Татьяна Топоркова
Снежный слон и другие истории


Платье
На новый год нам с Леной купили новые платья. Ленино, конечно, было лучше: с матросским воротником и маленьким галстучком. Но я не стала реветь и обижаться, потому что моё тоже было синее. Вместо воротника на спине была круглая кокетка, отделанная пушистой жёлтенькой бахромой, а впереди — жёлтенькие же шнурочки с кисточками на концах. А главное — застёжка была впереди! Я ненавижу малышовые бумазейные платья с пуговицами на спине! Когда я ещё ходила в садик, девочки после сончаса застёгивали их друг другу, как шерочки-машерочки. Но теперь я уже в школу хожу, и платья у меня будут взрослые!
Платья лежали на диване в гостиной, наверное, мама приходила на обед и оставила их здесь нам на радость. Я быстренько переоделась в обновку — шерстяная ткань топорщилась и приятно покусывала кожу — и побежала хвастаться к бабушке на кухню.
— В самый раз, — всплеснула руками бабушка, — через полгода уже вырастешь из него. Балует тебя мама, нет бы на вырост купить…
— Меня? Балует? Да я всю одежду за Ленкой донашиваю, мне в первый раз новое купили, это Леночке с Юрочкой всё покупают!
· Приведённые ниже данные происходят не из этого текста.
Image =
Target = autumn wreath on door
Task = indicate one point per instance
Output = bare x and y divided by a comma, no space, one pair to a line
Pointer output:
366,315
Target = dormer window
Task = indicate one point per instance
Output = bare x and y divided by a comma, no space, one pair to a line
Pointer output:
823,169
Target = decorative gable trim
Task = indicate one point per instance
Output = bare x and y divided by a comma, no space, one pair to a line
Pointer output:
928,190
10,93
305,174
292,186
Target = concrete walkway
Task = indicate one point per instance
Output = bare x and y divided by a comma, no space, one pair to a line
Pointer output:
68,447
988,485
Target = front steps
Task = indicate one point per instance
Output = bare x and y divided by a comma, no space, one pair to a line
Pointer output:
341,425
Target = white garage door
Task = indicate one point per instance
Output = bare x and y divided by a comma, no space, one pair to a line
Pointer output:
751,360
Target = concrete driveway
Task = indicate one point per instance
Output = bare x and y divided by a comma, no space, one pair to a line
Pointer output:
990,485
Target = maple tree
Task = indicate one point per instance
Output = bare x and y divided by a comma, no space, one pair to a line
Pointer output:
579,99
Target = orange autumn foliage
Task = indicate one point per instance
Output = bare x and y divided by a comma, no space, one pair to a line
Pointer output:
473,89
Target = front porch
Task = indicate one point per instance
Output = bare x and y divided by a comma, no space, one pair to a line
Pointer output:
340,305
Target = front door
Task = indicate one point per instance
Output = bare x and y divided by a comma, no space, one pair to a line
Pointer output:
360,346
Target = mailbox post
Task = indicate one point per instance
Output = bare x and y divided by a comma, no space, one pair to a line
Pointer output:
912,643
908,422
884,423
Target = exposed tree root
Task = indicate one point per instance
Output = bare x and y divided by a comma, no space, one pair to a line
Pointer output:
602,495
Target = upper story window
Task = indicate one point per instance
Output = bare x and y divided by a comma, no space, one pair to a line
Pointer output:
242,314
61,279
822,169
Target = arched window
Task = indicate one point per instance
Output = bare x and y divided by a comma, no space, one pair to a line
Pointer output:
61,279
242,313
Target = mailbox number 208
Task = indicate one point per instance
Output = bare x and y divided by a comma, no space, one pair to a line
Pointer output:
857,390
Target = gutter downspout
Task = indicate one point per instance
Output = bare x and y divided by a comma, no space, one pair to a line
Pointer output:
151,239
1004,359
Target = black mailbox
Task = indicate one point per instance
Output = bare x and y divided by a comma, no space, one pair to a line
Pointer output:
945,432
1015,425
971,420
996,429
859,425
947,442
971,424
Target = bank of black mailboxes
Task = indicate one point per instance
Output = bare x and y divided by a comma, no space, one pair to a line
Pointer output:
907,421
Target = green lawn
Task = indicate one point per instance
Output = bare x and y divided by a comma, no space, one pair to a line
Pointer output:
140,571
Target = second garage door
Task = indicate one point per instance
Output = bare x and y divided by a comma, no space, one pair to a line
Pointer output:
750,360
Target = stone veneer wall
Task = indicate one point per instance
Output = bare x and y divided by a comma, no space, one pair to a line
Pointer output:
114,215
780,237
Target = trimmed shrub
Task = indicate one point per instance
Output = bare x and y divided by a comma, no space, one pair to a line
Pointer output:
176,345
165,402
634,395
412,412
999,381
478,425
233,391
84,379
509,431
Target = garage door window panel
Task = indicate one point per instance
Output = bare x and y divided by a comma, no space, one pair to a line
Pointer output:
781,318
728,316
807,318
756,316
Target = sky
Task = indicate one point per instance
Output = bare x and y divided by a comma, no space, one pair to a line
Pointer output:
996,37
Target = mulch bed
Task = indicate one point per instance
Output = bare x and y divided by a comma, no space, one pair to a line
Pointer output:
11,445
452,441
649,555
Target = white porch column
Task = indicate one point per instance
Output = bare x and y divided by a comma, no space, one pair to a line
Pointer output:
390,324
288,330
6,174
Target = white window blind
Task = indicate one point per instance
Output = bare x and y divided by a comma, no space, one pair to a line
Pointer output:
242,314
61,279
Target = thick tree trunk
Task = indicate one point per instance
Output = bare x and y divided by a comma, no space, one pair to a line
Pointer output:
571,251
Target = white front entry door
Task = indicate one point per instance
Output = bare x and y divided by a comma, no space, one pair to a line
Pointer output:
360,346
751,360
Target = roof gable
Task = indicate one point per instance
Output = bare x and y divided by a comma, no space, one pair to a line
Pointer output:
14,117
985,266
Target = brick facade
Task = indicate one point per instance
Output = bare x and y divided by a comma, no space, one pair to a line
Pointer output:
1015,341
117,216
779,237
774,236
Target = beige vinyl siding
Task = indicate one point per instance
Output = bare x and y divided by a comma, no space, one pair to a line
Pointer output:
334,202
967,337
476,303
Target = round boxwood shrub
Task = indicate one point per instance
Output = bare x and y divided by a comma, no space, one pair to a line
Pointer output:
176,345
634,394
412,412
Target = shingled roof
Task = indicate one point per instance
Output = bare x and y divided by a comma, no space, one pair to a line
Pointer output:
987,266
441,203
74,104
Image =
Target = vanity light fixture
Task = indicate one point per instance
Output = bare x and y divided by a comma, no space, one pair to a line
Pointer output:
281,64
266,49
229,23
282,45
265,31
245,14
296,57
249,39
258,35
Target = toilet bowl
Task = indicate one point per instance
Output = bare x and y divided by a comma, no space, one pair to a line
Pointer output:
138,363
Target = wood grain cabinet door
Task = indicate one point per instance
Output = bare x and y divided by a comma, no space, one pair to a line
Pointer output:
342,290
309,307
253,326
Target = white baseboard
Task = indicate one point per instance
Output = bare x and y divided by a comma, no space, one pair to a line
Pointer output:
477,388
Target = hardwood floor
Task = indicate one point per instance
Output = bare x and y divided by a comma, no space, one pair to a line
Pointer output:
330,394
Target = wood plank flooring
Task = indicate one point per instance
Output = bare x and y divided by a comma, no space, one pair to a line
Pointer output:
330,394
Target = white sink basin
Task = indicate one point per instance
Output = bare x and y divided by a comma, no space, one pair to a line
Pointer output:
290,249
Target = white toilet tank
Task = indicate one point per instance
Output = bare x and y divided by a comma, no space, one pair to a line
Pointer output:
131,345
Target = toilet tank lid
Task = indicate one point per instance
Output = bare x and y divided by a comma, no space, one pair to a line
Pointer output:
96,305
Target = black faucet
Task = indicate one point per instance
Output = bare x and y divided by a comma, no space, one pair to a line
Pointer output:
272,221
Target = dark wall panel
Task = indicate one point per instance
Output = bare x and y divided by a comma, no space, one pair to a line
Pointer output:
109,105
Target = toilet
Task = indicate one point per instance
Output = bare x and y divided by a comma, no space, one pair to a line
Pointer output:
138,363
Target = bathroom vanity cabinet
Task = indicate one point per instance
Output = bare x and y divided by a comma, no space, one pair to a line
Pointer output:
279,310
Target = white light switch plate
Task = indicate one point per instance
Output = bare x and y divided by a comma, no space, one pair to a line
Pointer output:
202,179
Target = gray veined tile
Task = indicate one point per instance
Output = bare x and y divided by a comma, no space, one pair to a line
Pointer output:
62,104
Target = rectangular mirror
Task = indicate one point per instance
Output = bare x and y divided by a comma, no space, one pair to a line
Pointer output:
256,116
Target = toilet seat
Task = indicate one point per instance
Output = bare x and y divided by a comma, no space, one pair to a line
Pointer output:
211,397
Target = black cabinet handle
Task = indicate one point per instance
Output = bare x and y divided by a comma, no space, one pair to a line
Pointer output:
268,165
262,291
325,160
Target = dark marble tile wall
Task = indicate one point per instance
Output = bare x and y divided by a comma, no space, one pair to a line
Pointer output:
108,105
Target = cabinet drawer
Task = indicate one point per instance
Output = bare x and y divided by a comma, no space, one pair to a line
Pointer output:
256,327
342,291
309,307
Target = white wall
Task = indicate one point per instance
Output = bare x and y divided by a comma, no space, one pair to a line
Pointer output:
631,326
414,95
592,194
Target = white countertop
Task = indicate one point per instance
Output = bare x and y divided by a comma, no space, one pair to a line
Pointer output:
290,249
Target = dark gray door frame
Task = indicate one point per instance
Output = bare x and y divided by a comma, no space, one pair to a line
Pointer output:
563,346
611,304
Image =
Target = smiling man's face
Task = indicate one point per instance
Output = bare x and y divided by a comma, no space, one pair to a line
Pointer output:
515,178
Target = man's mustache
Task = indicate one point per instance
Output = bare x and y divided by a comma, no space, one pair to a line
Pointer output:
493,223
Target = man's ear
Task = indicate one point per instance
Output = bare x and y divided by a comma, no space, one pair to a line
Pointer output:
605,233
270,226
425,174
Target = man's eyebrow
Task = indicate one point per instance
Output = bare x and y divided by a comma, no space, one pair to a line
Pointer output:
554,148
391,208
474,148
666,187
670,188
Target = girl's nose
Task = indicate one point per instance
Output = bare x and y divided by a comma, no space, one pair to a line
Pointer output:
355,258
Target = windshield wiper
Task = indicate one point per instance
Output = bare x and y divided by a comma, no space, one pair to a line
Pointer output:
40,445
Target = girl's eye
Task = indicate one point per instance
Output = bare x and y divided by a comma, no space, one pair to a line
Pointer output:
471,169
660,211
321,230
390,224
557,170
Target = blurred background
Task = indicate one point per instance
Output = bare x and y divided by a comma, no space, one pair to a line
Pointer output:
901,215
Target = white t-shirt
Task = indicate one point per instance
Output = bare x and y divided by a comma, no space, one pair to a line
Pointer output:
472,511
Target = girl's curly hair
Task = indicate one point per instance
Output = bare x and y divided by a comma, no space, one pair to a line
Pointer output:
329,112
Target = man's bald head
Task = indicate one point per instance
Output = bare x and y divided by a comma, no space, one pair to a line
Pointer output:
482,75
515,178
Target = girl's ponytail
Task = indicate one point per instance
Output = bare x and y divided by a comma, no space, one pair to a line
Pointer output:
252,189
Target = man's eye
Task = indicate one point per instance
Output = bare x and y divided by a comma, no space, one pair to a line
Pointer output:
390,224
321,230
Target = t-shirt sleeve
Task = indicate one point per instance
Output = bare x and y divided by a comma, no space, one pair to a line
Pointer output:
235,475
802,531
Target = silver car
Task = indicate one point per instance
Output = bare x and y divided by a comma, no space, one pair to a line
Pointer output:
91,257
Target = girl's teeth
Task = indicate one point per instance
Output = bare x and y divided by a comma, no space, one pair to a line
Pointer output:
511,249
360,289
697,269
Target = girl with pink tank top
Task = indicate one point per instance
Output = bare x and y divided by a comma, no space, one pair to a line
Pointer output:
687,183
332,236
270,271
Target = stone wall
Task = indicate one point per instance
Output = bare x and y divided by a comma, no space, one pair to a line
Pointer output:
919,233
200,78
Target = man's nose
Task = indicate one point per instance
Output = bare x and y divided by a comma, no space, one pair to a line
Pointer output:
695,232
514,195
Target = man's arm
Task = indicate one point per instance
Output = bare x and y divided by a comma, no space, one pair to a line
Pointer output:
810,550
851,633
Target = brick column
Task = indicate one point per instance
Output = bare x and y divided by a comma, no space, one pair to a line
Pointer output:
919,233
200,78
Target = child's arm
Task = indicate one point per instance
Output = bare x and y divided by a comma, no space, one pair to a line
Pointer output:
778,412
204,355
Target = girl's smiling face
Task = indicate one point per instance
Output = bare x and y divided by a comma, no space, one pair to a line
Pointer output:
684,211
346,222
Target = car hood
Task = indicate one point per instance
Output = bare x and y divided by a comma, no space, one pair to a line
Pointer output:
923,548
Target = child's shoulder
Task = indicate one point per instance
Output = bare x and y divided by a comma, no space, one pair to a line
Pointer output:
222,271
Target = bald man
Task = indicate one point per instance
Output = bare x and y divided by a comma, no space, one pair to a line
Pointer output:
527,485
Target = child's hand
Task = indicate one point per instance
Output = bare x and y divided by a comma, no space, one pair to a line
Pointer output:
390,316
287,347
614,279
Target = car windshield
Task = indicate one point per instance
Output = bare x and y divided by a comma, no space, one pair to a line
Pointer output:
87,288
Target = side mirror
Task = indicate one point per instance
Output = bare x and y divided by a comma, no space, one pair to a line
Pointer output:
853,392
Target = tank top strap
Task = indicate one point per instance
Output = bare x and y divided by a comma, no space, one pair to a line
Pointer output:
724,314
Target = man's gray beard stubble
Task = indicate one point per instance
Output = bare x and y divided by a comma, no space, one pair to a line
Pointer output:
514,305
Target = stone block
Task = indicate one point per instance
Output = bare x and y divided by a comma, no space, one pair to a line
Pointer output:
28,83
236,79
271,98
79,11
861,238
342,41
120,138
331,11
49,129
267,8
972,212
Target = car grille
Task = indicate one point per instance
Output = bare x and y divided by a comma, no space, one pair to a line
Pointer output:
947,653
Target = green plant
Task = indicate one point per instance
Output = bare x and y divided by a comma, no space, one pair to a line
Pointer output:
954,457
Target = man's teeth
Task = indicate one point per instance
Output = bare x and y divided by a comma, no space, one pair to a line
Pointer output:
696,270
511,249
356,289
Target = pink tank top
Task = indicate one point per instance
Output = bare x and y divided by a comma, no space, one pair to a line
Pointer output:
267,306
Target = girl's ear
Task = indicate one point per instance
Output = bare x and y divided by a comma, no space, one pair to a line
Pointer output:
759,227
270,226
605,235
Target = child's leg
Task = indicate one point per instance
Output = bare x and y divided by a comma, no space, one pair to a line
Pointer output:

Бабушка у нас отсталая, её послушать, так и коньки, и лыжи — тоже баловство. И пианино. Она даже молится по вечерам, у неё в шкафу на полке иконы стоят и книги про Бога. Она говорит, что Юрочке надо уступать, потому что он мальчик. А уступать надо мне за то, что я девочка, да ещё младшая!
— Ладно-ладно, не балует. Эко слёзы-то у тебя такие близкие. Покрасовалась — и переодевайся, а то ещё запачкаешь или порвёшь, не ровен час. Мама сказала, завтра нарядитесь, когда в клуб на вечер пойдёте.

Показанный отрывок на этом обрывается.